Probe with ensembles, not single prompts. The arXiv:2605.00326 result that mean-ensembling across paraphrases improved calibration on all 14 dataset-model pairs is a cheap, training-free hedge against the framing sensitivity that inflates single-prompt scores. Treat a single phrasing’s verdict as one noisy sample.

Separate perception from judgment. HomeGuard’s gain came from explicitly decomposing what the model sees from what it decides, which attacks the unfocused-perception failure directly. Structuring the prompt so the model must enumerate observations before it renders a verdict gives the hazard a chance to surface before task pressure suppresses it.

Treat safety as a function of operating context. A model is not “safe” or “unsafe” in the abstract. It is safe-or-not under a specific instruction, modality, and load. Certification that does not vary those conditions certifies only the easiest case.

Where does the research stop short?

Several limits are worth holding clearly. The paper is a preprint, not yet peer-reviewed, and its claims await independent replication. Its abstract does not name the models tested, so the headline findings, on scale, on reasoning, on family variation, hold at the scope of Shin’s sample until the model list and data are open to inspection. The 30% HomeGuard improvement is household-domain and is evidence for a direction, not a portable number. And the human inattentional-blindness analogy, useful as framing, describes a different mechanism and should not be imported as an explanation of why the machine gap occurs.

The evergreen claim survives these caveats. Benchmark evaluations that probe a model outside its operational context overstate deployed safety, and that critique holds whether or not Shin’s specific findings replicate. For teams building radiology readers, driving planners, or any VLM that acts inside a loop, the actionable read is narrow and uncomfortable: the safety number on the evaluation sheet measures a mode the system does not run in, and the hazards it will actually drop are the ones the benchmark never put under load.

Frequently Asked Questions

Does the Inattentional Gap affect text-only language models or only vision models?

Both. Shin’s study ran text-based radiology and driving scenarios alongside chest-radiograph vision tasks, and suppression appeared across all of them. The finding is not limited to multimodal architectures; any language model conditioned on a narrow instruction is subject to the same omission pattern.

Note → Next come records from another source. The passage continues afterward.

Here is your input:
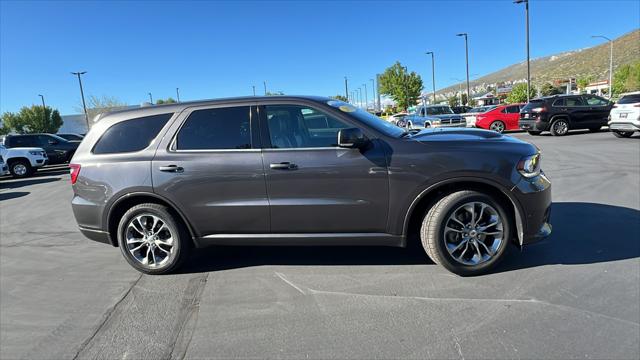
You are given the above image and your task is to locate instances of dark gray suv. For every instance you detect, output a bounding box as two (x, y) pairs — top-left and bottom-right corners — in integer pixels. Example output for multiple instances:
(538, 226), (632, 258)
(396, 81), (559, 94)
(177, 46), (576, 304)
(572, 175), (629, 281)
(70, 96), (551, 275)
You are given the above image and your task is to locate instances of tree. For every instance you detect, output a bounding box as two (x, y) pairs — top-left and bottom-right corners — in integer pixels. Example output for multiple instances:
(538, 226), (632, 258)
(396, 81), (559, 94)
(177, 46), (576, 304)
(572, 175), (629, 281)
(540, 83), (563, 96)
(75, 95), (128, 122)
(2, 105), (62, 134)
(379, 61), (422, 109)
(613, 61), (640, 95)
(156, 97), (177, 105)
(506, 83), (536, 104)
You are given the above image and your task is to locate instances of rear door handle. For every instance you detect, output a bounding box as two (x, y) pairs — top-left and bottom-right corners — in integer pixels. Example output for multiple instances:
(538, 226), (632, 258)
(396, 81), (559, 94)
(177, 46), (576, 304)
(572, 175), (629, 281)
(269, 161), (298, 170)
(158, 165), (184, 173)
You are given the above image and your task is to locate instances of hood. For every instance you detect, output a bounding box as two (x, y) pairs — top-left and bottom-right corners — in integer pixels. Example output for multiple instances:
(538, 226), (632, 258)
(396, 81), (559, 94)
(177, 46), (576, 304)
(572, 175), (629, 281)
(409, 128), (538, 156)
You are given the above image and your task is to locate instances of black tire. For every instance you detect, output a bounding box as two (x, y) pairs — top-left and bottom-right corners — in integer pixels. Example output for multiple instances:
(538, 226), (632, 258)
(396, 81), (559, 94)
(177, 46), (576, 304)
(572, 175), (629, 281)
(420, 190), (512, 276)
(612, 131), (633, 138)
(118, 203), (192, 275)
(489, 120), (507, 134)
(550, 118), (570, 136)
(9, 159), (35, 179)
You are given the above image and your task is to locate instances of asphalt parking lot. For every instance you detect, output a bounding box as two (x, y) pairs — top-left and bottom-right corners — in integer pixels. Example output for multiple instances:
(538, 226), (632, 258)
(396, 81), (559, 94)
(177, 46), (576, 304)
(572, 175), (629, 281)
(0, 132), (640, 359)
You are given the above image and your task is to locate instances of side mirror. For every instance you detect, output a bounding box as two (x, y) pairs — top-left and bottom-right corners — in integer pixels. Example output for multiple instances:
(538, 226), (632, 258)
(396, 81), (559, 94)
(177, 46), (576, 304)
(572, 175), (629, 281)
(338, 128), (367, 149)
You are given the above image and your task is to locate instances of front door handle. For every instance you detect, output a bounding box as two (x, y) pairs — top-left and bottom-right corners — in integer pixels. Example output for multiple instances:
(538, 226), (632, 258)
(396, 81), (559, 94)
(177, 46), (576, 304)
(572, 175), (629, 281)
(158, 165), (184, 173)
(269, 161), (298, 170)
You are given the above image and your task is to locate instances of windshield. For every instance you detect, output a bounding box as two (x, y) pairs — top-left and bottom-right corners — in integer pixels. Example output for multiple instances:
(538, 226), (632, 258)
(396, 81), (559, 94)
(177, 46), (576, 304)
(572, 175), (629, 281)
(618, 94), (640, 104)
(327, 100), (404, 137)
(427, 106), (453, 115)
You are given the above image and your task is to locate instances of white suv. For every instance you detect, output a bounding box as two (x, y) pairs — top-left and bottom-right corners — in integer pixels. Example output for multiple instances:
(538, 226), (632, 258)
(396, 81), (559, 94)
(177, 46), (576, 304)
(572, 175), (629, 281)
(0, 144), (49, 178)
(609, 91), (640, 137)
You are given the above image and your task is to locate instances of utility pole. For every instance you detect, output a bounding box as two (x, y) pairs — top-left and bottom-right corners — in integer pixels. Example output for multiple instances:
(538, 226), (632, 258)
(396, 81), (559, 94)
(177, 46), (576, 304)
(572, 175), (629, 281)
(513, 0), (531, 102)
(456, 33), (471, 105)
(38, 94), (47, 124)
(362, 84), (369, 110)
(426, 51), (436, 104)
(591, 35), (613, 99)
(71, 71), (90, 131)
(344, 76), (349, 99)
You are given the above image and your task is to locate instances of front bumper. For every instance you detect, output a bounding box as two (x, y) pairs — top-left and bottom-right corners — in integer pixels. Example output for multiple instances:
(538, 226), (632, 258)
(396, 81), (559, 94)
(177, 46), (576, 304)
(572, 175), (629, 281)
(512, 172), (552, 245)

How is this different from a jailbreak or adversarial prompt failure?

Jailbreaks require crafted adversarial inputs designed to defeat safety training. The Inattentional Gap requires nothing adversarial at all: a standard task instruction is sufficient. That distinction matters for remediation. Adversarial training and red-teaming datasets are designed to catch manipulated inputs; they do not help when the failure mode is an ordinary deployment instruction suppressing a hazard the model could otherwise have reported.

What is the practical cost of switching to task-conditioned safety evaluations?

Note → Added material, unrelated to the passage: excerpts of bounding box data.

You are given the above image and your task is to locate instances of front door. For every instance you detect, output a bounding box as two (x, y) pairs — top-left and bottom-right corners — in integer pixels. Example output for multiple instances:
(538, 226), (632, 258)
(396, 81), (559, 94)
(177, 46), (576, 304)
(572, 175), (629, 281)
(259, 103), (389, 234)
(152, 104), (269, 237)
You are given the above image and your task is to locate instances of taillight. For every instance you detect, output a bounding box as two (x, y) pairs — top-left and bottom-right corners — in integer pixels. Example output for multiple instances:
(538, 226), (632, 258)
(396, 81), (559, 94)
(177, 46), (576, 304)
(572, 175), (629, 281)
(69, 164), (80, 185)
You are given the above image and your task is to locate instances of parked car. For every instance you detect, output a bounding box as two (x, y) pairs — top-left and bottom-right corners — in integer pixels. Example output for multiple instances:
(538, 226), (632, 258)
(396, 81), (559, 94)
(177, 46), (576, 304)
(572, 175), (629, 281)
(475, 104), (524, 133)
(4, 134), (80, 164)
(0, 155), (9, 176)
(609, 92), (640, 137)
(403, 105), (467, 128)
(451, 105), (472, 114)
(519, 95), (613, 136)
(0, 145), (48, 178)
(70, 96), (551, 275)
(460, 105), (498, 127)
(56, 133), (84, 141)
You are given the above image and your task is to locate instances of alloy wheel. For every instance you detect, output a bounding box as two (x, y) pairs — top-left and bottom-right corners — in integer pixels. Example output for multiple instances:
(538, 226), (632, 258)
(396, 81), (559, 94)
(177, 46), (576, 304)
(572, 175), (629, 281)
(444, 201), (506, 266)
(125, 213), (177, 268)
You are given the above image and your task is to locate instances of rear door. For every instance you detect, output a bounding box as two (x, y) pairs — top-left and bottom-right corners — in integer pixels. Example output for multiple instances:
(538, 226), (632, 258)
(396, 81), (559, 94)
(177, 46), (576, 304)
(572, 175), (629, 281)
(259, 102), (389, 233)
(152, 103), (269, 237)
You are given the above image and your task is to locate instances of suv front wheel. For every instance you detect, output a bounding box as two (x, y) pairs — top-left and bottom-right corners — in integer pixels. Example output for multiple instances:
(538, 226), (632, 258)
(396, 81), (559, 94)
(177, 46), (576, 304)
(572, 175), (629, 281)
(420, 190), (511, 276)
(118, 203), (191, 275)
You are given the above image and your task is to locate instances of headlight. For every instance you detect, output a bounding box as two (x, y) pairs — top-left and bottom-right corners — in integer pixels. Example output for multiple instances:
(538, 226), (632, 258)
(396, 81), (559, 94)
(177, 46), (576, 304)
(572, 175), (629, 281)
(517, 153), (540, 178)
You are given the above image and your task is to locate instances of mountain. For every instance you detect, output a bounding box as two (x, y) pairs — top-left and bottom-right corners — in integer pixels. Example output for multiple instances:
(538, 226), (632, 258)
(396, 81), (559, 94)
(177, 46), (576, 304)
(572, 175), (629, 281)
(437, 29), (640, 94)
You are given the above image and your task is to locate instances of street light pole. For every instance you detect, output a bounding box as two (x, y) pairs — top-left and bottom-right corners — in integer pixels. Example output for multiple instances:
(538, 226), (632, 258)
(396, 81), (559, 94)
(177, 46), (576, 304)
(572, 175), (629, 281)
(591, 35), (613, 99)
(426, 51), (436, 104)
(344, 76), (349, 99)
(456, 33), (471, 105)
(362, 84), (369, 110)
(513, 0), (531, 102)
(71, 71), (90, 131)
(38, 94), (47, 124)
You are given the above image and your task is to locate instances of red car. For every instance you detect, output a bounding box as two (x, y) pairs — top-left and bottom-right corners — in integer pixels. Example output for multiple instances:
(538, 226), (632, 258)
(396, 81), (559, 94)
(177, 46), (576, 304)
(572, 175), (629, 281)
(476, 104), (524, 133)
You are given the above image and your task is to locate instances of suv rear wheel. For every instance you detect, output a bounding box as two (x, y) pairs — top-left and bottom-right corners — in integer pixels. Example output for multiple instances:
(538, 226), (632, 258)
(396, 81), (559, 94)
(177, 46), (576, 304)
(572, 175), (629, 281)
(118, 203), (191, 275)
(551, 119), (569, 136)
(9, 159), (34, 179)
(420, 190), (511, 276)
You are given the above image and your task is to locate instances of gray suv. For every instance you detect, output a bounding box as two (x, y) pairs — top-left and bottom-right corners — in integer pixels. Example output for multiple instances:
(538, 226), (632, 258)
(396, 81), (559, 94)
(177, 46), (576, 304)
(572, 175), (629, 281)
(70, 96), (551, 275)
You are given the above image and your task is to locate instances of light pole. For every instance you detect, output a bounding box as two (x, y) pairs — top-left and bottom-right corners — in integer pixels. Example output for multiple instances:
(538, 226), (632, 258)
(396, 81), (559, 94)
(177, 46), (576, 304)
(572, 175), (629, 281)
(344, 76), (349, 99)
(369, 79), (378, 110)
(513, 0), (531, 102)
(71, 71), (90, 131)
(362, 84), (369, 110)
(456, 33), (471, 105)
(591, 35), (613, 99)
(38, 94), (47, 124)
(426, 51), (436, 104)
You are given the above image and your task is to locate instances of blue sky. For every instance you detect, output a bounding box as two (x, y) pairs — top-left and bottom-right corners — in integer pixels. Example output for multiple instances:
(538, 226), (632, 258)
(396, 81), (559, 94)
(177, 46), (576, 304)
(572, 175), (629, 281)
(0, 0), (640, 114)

The primary cost is dataset construction: every hazard scenario needs a task-wrapped version that mirrors actual deployment instructions, while keeping the ground-truth hazard label constant. Models and inference infrastructure stay the same. The dataset rework is bounded; the harder discipline is running both direct-probe and task-conditioned versions in parallel as a standard practice rather than a one-time audit.

Can practitioners use this paper to compare models and select one with a smaller gap?

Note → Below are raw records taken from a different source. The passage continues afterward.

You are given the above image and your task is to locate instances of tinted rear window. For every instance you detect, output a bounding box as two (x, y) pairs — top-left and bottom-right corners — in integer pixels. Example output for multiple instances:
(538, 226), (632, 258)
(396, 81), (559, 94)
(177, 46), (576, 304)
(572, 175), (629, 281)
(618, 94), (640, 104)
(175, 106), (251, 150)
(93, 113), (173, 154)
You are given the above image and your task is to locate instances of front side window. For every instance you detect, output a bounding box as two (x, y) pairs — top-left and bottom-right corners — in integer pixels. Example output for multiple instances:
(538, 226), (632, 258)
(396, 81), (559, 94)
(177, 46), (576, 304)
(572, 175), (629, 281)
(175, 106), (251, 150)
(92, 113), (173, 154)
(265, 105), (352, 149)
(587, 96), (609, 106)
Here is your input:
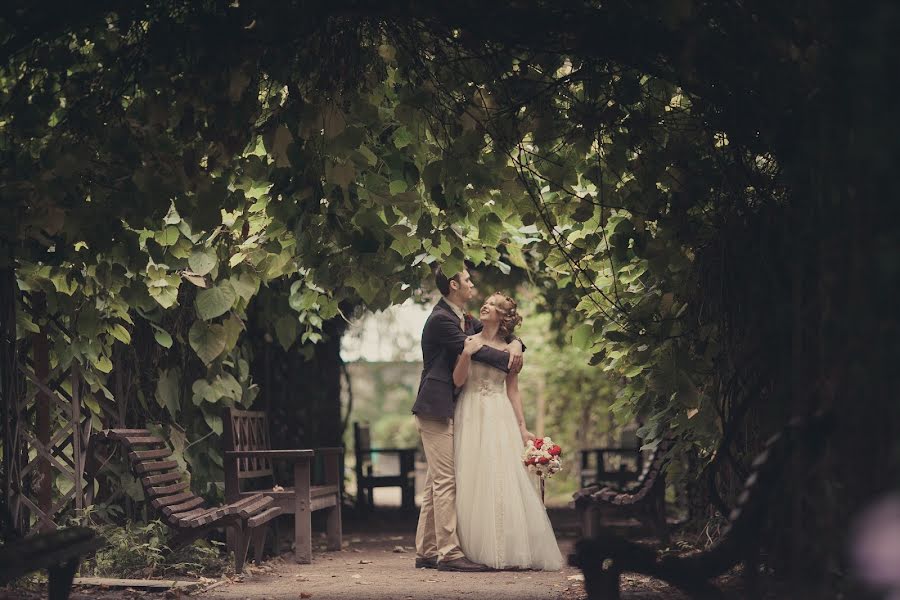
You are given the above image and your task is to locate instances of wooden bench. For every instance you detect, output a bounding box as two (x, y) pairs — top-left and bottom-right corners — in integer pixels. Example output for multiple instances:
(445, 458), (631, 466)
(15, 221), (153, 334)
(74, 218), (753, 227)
(0, 527), (103, 600)
(353, 423), (416, 510)
(223, 408), (344, 563)
(569, 413), (832, 600)
(94, 429), (282, 573)
(579, 448), (644, 489)
(570, 440), (672, 543)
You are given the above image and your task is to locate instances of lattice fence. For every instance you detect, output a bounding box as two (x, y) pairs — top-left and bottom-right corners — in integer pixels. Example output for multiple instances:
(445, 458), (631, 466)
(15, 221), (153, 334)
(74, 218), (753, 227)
(5, 294), (92, 533)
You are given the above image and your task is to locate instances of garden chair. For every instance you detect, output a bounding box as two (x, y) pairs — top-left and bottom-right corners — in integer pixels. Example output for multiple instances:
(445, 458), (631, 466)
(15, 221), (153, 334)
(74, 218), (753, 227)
(223, 408), (344, 563)
(95, 429), (282, 573)
(353, 423), (416, 510)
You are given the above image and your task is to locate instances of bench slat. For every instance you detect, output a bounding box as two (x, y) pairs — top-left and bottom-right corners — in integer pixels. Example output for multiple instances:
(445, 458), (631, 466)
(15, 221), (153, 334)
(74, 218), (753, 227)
(134, 460), (178, 475)
(247, 506), (283, 528)
(144, 474), (191, 496)
(128, 448), (172, 461)
(160, 496), (203, 516)
(141, 471), (181, 488)
(150, 492), (194, 508)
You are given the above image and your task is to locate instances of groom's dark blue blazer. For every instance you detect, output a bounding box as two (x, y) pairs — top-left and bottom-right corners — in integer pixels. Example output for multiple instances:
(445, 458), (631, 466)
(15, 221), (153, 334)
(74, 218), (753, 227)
(413, 298), (509, 418)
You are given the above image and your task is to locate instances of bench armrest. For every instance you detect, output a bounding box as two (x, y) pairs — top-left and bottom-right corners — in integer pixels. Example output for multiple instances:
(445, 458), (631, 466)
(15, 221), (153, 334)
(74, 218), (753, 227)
(315, 447), (344, 456)
(225, 450), (315, 460)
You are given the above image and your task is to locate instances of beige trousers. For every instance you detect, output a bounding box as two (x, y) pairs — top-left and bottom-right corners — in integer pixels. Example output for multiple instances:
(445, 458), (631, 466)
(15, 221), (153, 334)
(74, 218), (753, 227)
(416, 415), (463, 560)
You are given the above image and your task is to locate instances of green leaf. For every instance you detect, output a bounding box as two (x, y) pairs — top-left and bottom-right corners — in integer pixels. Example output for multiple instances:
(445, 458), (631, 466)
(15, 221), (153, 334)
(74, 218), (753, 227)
(359, 144), (378, 167)
(391, 236), (422, 256)
(188, 320), (226, 364)
(188, 249), (218, 275)
(478, 213), (503, 247)
(92, 354), (112, 373)
(153, 225), (181, 247)
(109, 323), (131, 344)
(572, 323), (594, 350)
(222, 313), (244, 352)
(228, 273), (259, 302)
(194, 281), (237, 321)
(275, 315), (300, 350)
(203, 405), (223, 435)
(153, 326), (172, 348)
(391, 127), (413, 148)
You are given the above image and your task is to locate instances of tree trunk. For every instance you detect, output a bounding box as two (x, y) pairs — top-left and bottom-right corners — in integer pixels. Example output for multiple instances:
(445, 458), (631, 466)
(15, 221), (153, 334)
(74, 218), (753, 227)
(0, 237), (19, 540)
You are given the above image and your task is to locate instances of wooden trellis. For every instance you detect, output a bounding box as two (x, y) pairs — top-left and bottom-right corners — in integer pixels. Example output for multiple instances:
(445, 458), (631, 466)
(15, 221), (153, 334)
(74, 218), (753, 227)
(7, 294), (92, 533)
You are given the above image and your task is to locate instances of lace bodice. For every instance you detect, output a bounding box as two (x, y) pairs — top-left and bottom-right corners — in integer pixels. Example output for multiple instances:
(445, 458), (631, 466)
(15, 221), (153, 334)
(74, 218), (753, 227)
(465, 361), (506, 394)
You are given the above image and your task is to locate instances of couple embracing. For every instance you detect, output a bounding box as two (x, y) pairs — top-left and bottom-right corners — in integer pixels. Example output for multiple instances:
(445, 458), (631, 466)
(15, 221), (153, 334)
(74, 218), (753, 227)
(413, 269), (562, 571)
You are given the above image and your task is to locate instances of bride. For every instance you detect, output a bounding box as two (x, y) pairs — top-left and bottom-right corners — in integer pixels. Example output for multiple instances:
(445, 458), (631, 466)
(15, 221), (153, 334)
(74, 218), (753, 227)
(453, 293), (563, 571)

Not yet. The abstract does not name the specific models tested, so teams cannot map the family-level variation findings onto their procurement options. Until the full model list and evaluation data are public, the paper supplies a methodology critique and a design direction, but not a comparative ranking that informs model selection.

Would fine-tuning on task-conditioned hazard examples eliminate the gap?

Possibly, but with a known tradeoff. Naive safety fine-tuning has historically degraded base task performance in some domains, and the data volume required for this specific failure mode is unknown. HomeGuard’s Context-Guided Chain-of-Thought recovered over 30 percentage points in household risk detection with no retraining, which sets a concrete bar any fine-tuning approach would need to clear without costing task accuracy.